In September 2020, Davis spoke at a protest outside City Hall against efforts by Mayor of London Sadiq Khan to improve cycling infrastructure and restrict vehicle access in parts of the capital.

Davis wrote in The Badge magazine in 2019: “unfortunately for us, I believe the legacy that this Mayor wants to be known for is the one of cleaning up London’s air quality, at any cost. Whilst that has its merits, the fact that he has thrown the cab trade to the wolves over our so-called emission levels, is quite frankly a disgrace.”

In the same issue, the group also criticised Transport for London for forcing taxi drivers to buy electric taxis while allowing private hire drivers to continue to register Euro 6 diesel vehicles.

The LCDC questioned the value of the “Car Free Day” initiative in London, with its Chairman writing: “Whilst we all want cleaner air (especially us who sit in it all day long) one has to ask oneself just how relevant this is to solving the problem?)”

Elsewhere, the LCDC has blamed the rise in private hire vehicles such as Uber for London’s pollution and congestion problems.
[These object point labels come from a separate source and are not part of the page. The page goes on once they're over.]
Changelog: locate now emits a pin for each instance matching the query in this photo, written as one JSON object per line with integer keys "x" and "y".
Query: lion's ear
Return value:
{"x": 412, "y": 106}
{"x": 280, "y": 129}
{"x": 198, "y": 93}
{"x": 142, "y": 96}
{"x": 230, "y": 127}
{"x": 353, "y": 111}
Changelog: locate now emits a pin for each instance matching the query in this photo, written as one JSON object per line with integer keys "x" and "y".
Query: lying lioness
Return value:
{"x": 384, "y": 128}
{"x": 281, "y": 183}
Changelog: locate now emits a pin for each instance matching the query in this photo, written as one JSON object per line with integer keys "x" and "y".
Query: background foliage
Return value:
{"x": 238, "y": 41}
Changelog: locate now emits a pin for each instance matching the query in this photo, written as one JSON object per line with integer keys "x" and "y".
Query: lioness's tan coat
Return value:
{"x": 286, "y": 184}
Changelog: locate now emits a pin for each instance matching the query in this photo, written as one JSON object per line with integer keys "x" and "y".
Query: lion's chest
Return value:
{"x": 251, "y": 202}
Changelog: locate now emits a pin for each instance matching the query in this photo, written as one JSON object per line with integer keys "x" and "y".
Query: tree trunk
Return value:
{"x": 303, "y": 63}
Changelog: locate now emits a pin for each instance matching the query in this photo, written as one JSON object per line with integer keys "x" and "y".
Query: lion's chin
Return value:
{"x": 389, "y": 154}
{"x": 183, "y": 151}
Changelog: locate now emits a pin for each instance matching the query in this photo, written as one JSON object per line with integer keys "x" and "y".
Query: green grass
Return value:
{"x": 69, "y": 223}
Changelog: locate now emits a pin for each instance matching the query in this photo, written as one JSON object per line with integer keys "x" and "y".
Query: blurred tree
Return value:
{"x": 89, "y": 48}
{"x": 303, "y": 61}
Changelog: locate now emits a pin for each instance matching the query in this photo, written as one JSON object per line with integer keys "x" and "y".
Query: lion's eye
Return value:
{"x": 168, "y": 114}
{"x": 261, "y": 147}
It has also claimed cycling infrastructure worsens congestion by removing traffic lanes and traffic restriction schemes do the same by preventing vehicles from flowing through central London freely.

Key Arguments in Order of Prominence

  1. The latest Euro 6 diesel vehicles are a big improvement on previous models and the fastest way of cutting emissions
  2. Taxi drivers should not be forced to buy electric taxis while private hire drivers can still register Euro 6 diesel vehicles
  3. Reducing the age limit on taxis damages their resale value, impacting “yellow badge” drivers in particular
  4. London’s pollution and congestion are being caused by the growth of private hire vehicles
  5. London’s pollution and congestion are being caused by cycling infrastructure schemes
  6. London’s pollution and congestion are being caused by traffic restriction schemes
  7. Restricting taxis’ access to certain streets negatively affects disabled people who have no other transport option
  8. There is a lack of available zero emissions capable taxis
  9. Taxis should not be excluded from the target of 80% of journeys by walking, cycling or public transport

Areas Active

The LCDC is solely focused on London.